A breakfast to remember !
With 2 hours to while away, we drove down the hill hoping to find some place to have breakfast. We found a hotel, Himagari Resorts in the nearby village. We were their first customers for the day. We were served hot rotis with dal fry and a super duper delicious tomato curry, we still haven’t forgotten the taste. We wiped off 2 big bowls of the tomato curry and ate not until we were full but until we were tired of all the eating. In between, every minute, we kept receiving SMSes on our phones from our service providers, welcoming us to 3 different states at the same time. We checked Google Maps and then realised that we were very close to the Karnataka-Tamil Nadu-Kerala border and were receiving signals from all three states alternatively !
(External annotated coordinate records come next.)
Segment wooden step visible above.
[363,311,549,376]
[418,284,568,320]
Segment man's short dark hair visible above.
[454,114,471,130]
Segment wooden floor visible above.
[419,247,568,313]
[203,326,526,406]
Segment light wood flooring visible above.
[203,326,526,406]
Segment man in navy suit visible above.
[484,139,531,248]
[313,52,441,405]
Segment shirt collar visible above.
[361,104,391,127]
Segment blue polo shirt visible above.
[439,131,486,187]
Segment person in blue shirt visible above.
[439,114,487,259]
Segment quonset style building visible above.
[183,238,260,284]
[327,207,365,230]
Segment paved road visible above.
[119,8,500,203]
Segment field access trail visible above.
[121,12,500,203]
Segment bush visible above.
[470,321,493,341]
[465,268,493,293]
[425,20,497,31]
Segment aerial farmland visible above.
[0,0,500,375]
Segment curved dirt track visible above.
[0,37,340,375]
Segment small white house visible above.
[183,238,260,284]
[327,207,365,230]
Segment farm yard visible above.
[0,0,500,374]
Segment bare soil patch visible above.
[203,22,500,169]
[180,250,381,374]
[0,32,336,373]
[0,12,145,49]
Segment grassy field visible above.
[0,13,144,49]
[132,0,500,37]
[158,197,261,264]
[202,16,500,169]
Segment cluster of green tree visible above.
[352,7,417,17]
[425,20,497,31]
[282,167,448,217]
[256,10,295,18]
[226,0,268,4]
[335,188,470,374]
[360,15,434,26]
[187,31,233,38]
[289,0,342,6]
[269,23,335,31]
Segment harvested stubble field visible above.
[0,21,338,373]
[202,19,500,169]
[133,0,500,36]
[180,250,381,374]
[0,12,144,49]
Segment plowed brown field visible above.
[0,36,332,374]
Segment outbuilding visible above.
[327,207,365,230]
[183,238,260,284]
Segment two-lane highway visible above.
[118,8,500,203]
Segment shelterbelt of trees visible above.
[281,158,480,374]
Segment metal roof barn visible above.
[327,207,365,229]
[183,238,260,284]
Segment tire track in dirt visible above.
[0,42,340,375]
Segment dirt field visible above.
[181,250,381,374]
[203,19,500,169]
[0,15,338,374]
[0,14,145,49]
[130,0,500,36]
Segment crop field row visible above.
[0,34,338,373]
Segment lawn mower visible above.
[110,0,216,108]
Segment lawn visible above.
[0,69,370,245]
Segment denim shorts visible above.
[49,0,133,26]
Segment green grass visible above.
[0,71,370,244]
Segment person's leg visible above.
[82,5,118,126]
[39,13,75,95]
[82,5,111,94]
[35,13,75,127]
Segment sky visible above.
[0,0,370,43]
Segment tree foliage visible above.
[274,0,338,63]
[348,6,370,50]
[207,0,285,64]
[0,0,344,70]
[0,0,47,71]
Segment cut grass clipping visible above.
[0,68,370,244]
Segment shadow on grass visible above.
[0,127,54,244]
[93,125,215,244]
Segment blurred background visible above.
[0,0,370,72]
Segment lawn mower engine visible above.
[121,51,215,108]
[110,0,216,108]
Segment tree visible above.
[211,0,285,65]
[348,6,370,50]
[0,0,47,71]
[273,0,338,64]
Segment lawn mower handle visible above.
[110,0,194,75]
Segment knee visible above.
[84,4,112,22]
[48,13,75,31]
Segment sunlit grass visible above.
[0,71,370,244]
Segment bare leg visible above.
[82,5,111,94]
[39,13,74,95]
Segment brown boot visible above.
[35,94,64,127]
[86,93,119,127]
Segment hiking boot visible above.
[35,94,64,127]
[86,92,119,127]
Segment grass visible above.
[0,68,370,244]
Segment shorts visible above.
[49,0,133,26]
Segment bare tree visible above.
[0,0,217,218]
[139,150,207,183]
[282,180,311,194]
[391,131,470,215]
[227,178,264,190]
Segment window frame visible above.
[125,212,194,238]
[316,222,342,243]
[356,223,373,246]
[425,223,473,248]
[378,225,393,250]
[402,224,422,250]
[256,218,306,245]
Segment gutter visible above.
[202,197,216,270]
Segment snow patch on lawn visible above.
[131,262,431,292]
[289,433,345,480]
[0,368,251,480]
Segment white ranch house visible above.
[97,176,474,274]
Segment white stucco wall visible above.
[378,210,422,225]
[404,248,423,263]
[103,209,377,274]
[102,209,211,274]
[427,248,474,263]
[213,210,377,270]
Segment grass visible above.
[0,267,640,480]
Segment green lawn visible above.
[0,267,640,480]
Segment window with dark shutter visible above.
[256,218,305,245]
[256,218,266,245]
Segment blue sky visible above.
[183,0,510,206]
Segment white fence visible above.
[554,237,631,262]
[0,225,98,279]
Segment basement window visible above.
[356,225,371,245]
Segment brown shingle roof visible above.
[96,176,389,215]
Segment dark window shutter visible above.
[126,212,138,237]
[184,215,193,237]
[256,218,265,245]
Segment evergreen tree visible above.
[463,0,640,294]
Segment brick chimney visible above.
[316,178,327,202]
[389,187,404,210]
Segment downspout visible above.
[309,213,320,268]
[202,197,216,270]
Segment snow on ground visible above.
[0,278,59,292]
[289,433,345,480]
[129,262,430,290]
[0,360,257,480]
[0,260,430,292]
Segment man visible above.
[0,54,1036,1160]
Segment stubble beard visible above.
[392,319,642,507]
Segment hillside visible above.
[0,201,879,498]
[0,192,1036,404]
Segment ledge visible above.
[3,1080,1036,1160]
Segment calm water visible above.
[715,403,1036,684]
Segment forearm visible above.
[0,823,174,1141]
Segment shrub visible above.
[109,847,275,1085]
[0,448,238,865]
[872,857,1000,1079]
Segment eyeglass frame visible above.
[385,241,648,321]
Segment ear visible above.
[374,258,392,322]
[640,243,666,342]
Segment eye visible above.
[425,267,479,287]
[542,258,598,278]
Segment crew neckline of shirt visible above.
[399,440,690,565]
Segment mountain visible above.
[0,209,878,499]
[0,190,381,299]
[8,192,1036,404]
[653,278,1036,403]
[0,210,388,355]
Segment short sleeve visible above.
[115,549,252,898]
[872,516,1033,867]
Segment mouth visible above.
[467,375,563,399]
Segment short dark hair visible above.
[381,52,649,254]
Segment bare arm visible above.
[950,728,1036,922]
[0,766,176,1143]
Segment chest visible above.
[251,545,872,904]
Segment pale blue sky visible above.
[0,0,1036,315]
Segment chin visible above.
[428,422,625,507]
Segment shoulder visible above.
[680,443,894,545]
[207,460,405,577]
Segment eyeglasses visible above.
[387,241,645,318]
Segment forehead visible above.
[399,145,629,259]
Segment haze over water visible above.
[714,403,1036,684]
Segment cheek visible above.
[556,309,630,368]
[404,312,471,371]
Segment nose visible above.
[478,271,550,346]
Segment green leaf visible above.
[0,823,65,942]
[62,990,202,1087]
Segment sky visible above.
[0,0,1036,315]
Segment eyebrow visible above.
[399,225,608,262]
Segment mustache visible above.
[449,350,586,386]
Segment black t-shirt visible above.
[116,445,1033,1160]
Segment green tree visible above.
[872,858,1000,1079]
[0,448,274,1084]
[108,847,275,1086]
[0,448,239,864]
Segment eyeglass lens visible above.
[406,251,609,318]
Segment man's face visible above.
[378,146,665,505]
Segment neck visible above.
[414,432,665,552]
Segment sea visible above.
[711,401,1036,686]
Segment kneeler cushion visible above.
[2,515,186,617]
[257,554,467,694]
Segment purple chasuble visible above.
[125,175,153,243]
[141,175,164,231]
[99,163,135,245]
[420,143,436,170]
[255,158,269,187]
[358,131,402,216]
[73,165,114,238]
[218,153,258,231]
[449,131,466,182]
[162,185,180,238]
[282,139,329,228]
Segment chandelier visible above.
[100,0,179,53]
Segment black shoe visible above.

After a heavy breakfast, we drove back to the Gopalaswamy Betta, not before thanking the hotel guy for the unforgettable tomato curry and rotis and clicked a picture of Himagiri Resorts as a tribute to the curry !
If you ever visit Gopalaswamy Betta (which you must), don’t miss the food at Himagiri Resorts and you know what to order.
On cloud drive
We were back at the checkpost at 8.30 AM sharp, the entry fee for cars is Rs.50/- and you are given 1 & 1/2 hours time to drive up to the hill, visit the temple and come back. They keep a tab on the time with instructions not to stop anywhere on the ghat road.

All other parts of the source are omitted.